Smartisan, China’s high-profile mobile phone startup founded by Luo Yonghao, known as an Internet celebrity and marketing genius, is rumored to dissolve its Chengdu headquarters, which reportedly received an investment of 600 million yuan from a local state-owned company one year ago.

Although Smartisan denied the news immediately, explaining it was merely “assembling technical staff based in Beijing, Shenzhen and Chengdu”, state-backed newspaper Securities Times reported the tech startup just did a mass layoff, leaving its Chengdu headquarters almost deserted.

A whistleblower recently revealed on social media that the Chengdu company of Beijing-based Smartisan will be shut down while a sizeable layoff was underway. The Securities Times visited the office covering a full floor of around 2,000 square meters, only to find a few employees stationed there, with most of the tables left idle.

The Securities Times also learned from the staff of the company’s state-owned investor, Chengdu Dongfang Guangyi Investment Co., that Smartisan had laid off around 100 employees and moved its core R&D team to Beijing, without notifying the investor.

Dongfang Guangyi Investment’s decision to invest heavily into the unprofitable tech startup had initially ignited heated discussion locally in Chengdu. After announcing last August that it had agreed to invest 600 million yuan into Smartisan, the management of Dongfang Guangyi Investment told Chinese media that they believed the smartphone producer was seriously undervalued and so the deal would be a good bargain.

After the deal, Smartisan reportedly moved its administrative, accounting, legal, HR, supply chain, customer service, R&D and design departments originally based in Beijing and Shenzhen to Chengdu.

Now, only one year after the grand relocation, rumors about disbandment of the spacious Chengdu office have once again put the controversial financing transaction under spotlight, with some analysts arguing state-owned entities should make investments through fund platforms, instead of in their own names in a bid to lower risks.

Dongfang Guangyi Investment, established in 2003 with a registered capital of 650 million yuan, is known to be under the jurisdiction of a district government in Chengdu. Although the initial funding of state-owned companies comes from government finance, the investment preference of governments and state-owned businesses is known to be quite different. Local governments in China tend to invest into public sectors like roadway, water, electricity and power, while for state-owned companies, they need to make sure their expenditure is well-grounded and profitable.

Luo Yonghao, 47, Smartisan’s Apple-bashing CEO, has nearly 15 million followers on microblog site Sina Weibo, the South China Morning Post reported previously. Luo founded Smartisan in 2012 with 8 million yuan as initial capital.

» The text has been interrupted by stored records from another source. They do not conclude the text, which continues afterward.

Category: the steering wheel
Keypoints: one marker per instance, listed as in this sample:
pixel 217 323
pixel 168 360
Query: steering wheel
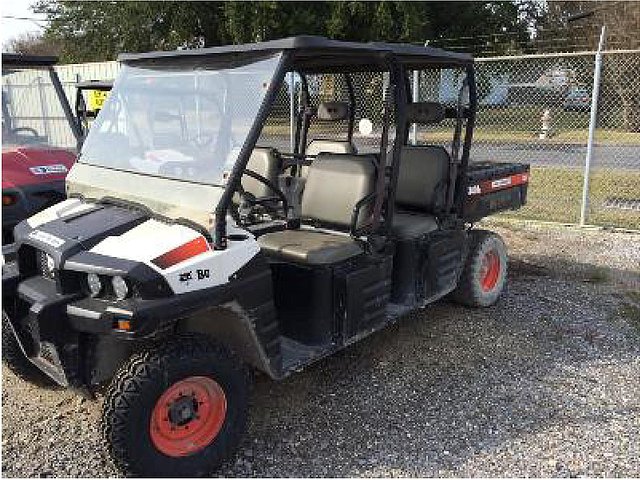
pixel 201 140
pixel 30 130
pixel 265 201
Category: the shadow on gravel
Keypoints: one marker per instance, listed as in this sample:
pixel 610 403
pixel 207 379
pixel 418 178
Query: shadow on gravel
pixel 428 395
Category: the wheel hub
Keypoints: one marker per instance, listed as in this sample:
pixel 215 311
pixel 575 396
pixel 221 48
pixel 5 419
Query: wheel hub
pixel 183 410
pixel 490 270
pixel 188 416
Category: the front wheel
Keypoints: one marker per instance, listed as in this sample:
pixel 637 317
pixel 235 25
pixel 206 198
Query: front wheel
pixel 484 274
pixel 178 410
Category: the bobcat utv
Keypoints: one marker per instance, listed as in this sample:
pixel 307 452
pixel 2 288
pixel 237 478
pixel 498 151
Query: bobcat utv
pixel 203 238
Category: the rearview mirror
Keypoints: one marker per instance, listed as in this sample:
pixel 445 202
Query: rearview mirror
pixel 365 127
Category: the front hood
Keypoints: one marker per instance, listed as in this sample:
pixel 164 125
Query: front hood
pixel 23 166
pixel 169 198
pixel 110 239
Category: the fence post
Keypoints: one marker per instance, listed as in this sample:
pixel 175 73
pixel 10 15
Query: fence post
pixel 416 95
pixel 292 111
pixel 597 72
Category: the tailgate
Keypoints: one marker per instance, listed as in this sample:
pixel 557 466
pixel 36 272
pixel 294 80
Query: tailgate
pixel 494 187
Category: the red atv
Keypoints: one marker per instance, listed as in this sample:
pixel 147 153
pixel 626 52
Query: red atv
pixel 39 138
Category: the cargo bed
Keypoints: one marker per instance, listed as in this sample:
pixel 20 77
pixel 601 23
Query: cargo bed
pixel 493 187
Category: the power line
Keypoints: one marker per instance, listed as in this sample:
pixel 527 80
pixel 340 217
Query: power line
pixel 32 19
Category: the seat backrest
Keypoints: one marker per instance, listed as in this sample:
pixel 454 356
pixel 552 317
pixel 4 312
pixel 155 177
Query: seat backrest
pixel 422 178
pixel 335 184
pixel 266 162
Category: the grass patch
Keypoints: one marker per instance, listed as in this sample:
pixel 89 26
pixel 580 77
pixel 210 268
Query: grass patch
pixel 555 194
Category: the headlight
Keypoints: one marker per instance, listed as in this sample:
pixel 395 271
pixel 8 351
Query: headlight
pixel 94 283
pixel 51 265
pixel 120 287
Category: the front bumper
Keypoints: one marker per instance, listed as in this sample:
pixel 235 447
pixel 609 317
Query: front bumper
pixel 77 340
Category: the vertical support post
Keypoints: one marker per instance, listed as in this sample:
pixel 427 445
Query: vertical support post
pixel 415 93
pixel 595 92
pixel 292 112
pixel 43 109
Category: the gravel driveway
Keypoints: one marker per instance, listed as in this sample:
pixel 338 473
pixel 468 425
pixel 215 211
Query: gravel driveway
pixel 545 383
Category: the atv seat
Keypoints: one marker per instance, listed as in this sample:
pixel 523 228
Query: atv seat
pixel 329 112
pixel 421 190
pixel 351 178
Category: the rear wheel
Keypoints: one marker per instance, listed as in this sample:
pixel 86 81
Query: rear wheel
pixel 485 271
pixel 15 359
pixel 178 410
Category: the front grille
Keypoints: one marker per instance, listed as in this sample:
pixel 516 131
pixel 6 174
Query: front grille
pixel 44 268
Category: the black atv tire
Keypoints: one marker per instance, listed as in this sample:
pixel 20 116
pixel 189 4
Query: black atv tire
pixel 158 392
pixel 14 358
pixel 484 273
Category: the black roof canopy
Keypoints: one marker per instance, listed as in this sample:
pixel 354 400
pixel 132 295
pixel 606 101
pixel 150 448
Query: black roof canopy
pixel 314 53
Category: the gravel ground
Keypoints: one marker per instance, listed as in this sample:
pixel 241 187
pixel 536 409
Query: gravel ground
pixel 545 383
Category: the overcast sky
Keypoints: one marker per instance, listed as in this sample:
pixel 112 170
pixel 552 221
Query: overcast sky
pixel 10 27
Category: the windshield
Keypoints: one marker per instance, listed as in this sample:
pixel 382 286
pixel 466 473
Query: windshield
pixel 186 121
pixel 32 113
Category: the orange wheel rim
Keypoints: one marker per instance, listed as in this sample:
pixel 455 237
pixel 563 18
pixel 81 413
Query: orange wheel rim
pixel 490 270
pixel 188 416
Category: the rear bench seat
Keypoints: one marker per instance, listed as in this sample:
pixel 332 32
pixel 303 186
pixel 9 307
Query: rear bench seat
pixel 335 184
pixel 422 179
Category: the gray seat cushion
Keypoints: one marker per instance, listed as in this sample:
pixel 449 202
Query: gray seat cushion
pixel 309 246
pixel 318 146
pixel 334 186
pixel 413 225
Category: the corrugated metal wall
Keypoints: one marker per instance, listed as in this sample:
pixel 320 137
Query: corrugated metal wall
pixel 32 103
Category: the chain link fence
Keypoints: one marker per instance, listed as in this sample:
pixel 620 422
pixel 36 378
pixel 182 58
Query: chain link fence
pixel 536 109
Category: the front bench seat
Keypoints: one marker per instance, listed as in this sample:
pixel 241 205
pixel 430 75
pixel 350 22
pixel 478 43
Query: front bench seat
pixel 336 183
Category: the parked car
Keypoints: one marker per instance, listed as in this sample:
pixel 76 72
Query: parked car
pixel 578 99
pixel 178 265
pixel 39 138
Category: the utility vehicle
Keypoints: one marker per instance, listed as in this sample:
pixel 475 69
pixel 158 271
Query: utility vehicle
pixel 39 138
pixel 203 238
pixel 87 109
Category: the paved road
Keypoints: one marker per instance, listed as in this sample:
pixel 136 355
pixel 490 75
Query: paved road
pixel 609 156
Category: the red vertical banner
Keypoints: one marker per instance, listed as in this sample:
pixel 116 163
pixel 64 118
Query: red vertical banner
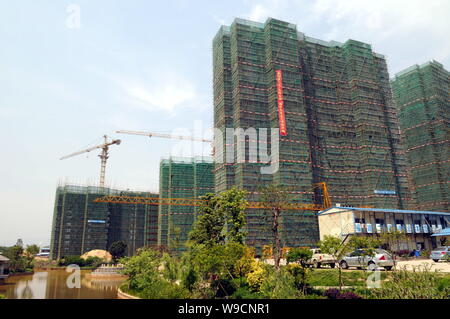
pixel 281 116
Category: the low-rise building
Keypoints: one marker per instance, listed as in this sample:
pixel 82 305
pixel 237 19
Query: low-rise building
pixel 4 262
pixel 420 227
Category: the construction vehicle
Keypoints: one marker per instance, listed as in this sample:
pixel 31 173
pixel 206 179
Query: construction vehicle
pixel 103 156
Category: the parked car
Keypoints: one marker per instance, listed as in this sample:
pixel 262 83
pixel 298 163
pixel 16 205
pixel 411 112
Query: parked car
pixel 440 253
pixel 318 259
pixel 360 259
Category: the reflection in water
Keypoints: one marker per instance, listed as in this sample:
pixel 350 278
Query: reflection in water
pixel 52 285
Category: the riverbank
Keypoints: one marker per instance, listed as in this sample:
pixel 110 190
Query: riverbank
pixel 123 295
pixel 53 284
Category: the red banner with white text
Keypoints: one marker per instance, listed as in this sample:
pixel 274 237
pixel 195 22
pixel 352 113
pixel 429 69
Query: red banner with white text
pixel 281 116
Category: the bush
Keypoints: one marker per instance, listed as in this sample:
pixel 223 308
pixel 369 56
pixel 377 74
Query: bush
pixel 279 285
pixel 414 284
pixel 334 293
pixel 145 277
pixel 256 276
pixel 93 261
pixel 245 293
pixel 71 260
pixel 403 253
pixel 301 275
pixel 223 287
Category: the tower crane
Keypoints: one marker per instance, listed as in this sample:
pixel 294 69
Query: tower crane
pixel 178 137
pixel 103 155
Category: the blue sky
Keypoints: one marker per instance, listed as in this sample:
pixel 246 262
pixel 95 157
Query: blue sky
pixel 147 65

Just five months ago, Luo’s popularity had transformed the niche brand’s annual product launches into successful “variety shows” that generated 4.8 million yuan in ticket sales. However, the brand’s long-awaited flagship products—TNT Work Station and R1 phone—released at the Bird’s Nest Stadium in Beijing, were not as well-received as the event itself.

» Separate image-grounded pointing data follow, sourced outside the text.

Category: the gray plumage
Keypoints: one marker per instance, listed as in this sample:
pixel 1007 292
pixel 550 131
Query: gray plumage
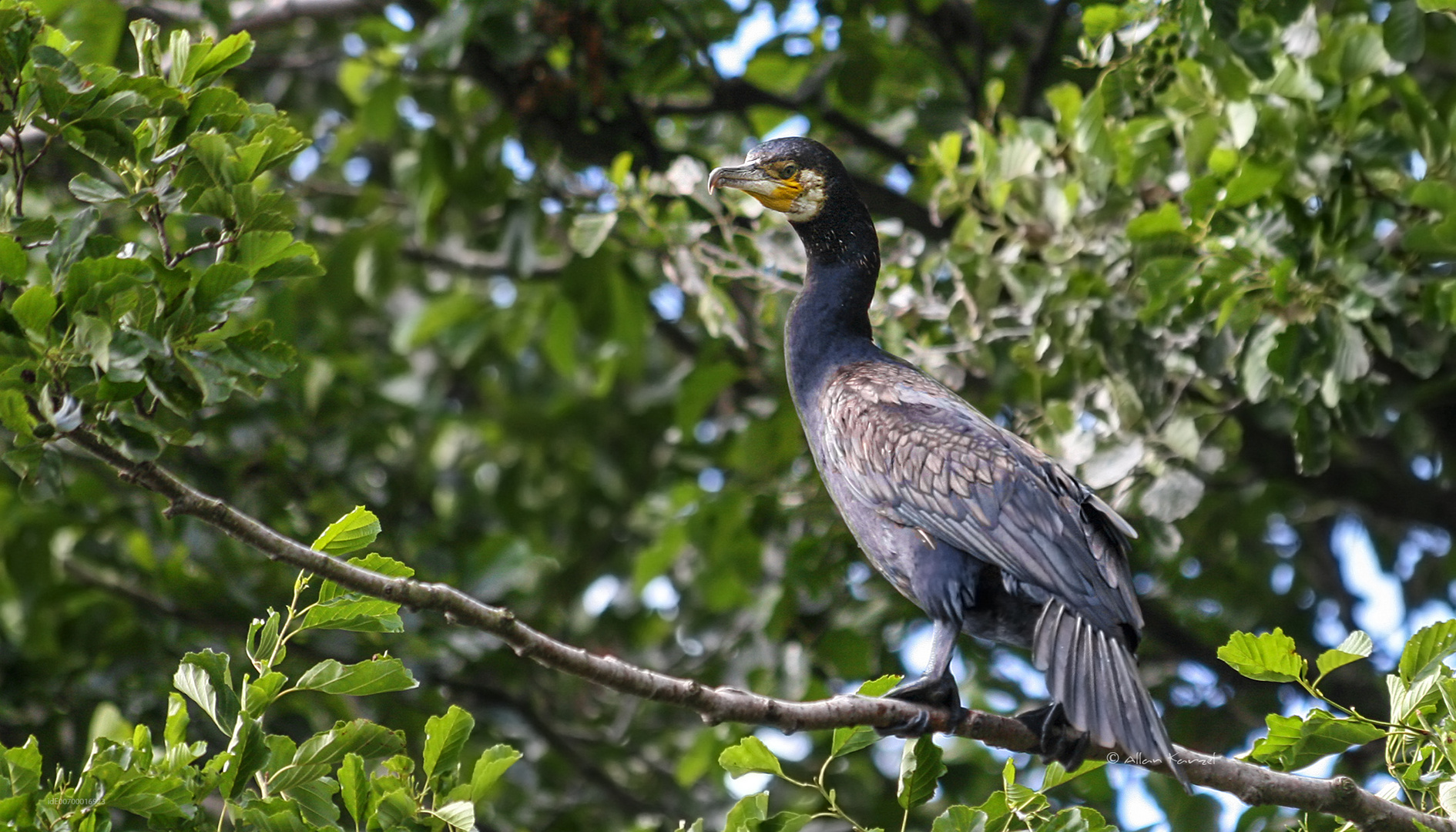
pixel 980 529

Since its establishment in 2012, Smartisan had been struggling with capital crunch. Luo always wanted to bring something different to the country’s smartphone market, while from the beginning to 2016, the company remained in the red. Rumors about its’ coming bankruptcy or being acquired made headlines several times. In 2015, Smartisan lost 462 million yuan and in 2016, it lost another 427 million yuan.

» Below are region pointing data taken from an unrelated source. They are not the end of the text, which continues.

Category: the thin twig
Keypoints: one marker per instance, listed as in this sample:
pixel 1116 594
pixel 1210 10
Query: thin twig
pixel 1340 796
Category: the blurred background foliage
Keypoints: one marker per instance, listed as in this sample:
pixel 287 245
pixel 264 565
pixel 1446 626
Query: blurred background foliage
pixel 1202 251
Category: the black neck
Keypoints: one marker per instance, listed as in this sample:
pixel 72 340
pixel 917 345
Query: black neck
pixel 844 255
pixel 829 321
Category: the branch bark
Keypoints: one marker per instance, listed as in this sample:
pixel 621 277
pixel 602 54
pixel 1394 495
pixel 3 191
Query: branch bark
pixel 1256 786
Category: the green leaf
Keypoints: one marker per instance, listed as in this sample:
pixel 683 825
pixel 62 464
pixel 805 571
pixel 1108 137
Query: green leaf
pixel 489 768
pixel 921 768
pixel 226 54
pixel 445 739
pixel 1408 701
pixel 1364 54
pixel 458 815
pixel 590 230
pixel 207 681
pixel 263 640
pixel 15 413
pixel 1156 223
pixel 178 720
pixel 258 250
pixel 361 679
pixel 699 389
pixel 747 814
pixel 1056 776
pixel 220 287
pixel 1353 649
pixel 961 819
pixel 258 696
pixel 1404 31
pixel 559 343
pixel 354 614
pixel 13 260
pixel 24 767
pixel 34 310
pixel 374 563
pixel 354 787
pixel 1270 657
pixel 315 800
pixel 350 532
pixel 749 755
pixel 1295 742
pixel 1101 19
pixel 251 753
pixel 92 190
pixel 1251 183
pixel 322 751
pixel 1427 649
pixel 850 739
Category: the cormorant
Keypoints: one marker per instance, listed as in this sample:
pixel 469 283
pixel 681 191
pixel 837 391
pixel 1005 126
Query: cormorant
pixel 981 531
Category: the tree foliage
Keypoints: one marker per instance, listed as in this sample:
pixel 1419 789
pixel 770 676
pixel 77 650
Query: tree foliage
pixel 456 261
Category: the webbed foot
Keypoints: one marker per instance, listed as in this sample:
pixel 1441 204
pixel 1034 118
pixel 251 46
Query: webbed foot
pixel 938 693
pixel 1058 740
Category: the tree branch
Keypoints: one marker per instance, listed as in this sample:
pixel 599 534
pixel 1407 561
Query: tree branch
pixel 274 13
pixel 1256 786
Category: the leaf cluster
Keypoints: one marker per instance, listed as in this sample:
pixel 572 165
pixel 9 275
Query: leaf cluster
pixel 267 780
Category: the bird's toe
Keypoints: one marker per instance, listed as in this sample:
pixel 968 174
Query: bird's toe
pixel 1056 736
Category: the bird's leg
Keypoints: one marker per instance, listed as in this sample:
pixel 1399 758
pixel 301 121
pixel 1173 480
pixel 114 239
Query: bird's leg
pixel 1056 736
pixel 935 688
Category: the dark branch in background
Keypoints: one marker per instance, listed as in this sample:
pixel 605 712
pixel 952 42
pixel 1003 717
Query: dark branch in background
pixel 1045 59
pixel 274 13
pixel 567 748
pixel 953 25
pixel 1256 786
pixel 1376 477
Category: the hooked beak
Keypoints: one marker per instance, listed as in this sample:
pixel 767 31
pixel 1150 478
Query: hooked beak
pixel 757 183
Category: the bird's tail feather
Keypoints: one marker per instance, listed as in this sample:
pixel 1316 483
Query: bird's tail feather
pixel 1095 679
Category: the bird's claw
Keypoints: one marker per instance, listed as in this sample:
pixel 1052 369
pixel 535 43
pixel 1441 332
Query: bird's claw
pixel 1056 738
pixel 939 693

The year 2017 marks a year of revival for Smartisan. On one hand, JD.com, China’s e-commerce giant provided smaller brands including Smartisan good sales channels backed by busy network traffic, in a bid to battle its competitor Alibaba. On the other hand, Smartisan gained 1 billion yuan in funding among which Dongfang Guangyi Investment contributed a large part. The injection of 600 million yuan by the state-owned investor to purchase nearly 19 percent stake no wonder offered the tech startup a lifeline.

Based on open data, Smartisan gained a total of over 1.7 billion yuan in funding in its four years’ operation.

Li Rui, an analyst with Nordwave Research, told the Securities Times, the overall market environment in the smartphone sector has deteriorated in China. Although the top five major brands — Huawei, Xiaomi, Oppo, Vivo and Apple — continue to take a big chunk of the market with scale advantage, smaller players like Smartisan are facing deteriorating survival environment.

“The top five brands have occupied nearly 80 percent of the market, while innovations brought by Smartisan failed to give its sales a solid boost. In this backdrop, the brand has got no say in upstream supply chain,” Li Rui said.

Based on the Q1 report of Sunrise Big Data, among the top 25 sellers in China, Smartisan ranked 20th with a sales volume of 570,000 units, while brands taking the top three places respectively sold out 36, 25, and 23 million units.